Yocto Build Failure Swat Team
Overview
The assembly of the Yocto Project SWAT team is mainly to tackle urgent technical problems that break build on the master branch or major release branches in a timely manner, thus to maintain the stability of the master and release branch. The SWAT team includes volunteers or appointed members of the Yocto Project team. Community members can also volunteer to be part of the SWAT team.
Scope of Responsibility
Whenever a build (nightly build, weekly build, release build) fails, the SWAT team is responsible for ensuring the necessary debugging occurs and organizing resources to solve the issue and ensure successful builds. If resolving the issues requires schedule or resource adjustment, the SWAT team should work with program and development management to accommodate the change in the overall planning. If resolving the issues requires access to the autobuilder, please contact either Beth Flanagan or Michael Halstead for access rights.

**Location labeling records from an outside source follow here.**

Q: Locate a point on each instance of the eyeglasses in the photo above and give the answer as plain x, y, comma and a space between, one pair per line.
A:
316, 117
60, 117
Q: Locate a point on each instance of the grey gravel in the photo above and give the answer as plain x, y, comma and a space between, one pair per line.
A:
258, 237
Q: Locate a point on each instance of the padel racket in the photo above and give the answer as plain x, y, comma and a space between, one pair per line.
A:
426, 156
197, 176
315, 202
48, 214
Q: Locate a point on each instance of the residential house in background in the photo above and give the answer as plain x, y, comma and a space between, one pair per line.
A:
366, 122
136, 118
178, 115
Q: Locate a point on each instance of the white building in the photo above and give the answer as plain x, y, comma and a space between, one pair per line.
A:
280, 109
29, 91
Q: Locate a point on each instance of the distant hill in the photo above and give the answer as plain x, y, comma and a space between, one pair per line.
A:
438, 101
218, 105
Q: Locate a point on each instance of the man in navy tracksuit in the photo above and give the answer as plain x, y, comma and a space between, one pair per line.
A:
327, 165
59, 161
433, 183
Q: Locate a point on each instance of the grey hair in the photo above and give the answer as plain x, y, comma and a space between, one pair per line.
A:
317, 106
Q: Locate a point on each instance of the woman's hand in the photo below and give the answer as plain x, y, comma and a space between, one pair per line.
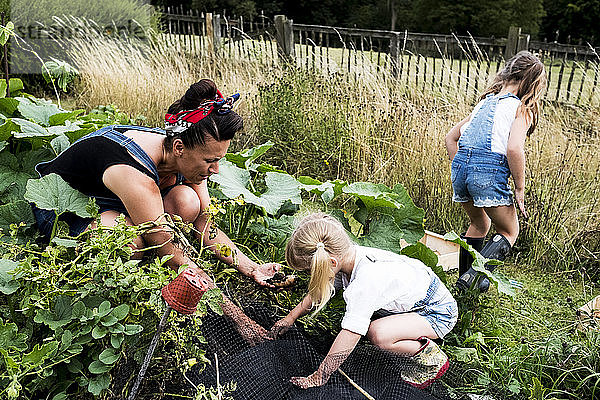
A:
280, 327
264, 272
313, 380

Build failures are reported on the yocto-build mailing list.
Please review the Media:Swat.odp presentation.
Members
- Elizabeth Flanagan (US) (Autobuilder Maintainer)
- Paul Eggleton (UK)
- Saul Wold (US) (Autobuilder Administrator)
- Ross Burton (UK)
- Cristian Iorga (RO)
- Randy Witt (US)
Chair
A chairperson role will be rotated among team members each other week. The Chairperson should monitor the build status for the entire two weeks. Whenever a build is broken, the Chairperson should do necessary debugging and organize resources to solve the problems in a timely manner to meet the overall project and release schedule. The Chairperson serves as the focal point of the SWAT team to external people such as program managers or development managers.
Rotation Process
The Chairperson rotation takes place during the bi-weekly technical project meeting (Every other Tuesday at 8:00 AM PT). Usually, this will take a simple round robin order. In case the next person cannot take the role due to tight schedule, vacation or some other reasons, the role will be passed to the next person.
Debugging BKMs
When looking at a failure, the first question is what the baseline was and what changed. If there were recent known good builds it helps to narrow down the number of changes that were likely responsible for the failure. It's also useful to note if the build was from scratch or from existing sstate files. You can tell by seeing what "setscene" tasks run in the log.
The primary responsibility is to ensure that any failures are categorized correctly and that the right people get to know about them.
It's important *someone* is then tasked with fixing it. Image failures are particular tricky since its likely some component of the image that failed and the question is then whether that component changed recently, whether it was some kind of core functionality at fault and so on.
Ideally we want to get the failure reported to the person who knows something about the area and can come up with a fix without it distracting them too much. As a secondary responsibility, it's often helpful to triage the failure. This might mean documenting a way to reproduce the failure outside a full build and/or documenting how the failure is happening and maybe even propose a fix.
To fulfill the primary responsibility, it's suggested that bugs are opened on the bugzilla for each type of failure. This way, appropriate people can be brought into the discussion and a specific owner of the failure can be assigned. Replying to the build failure with the bug ID and also bringing the bug to the attention of anyone you suspect was responsible for the problem are also good practices.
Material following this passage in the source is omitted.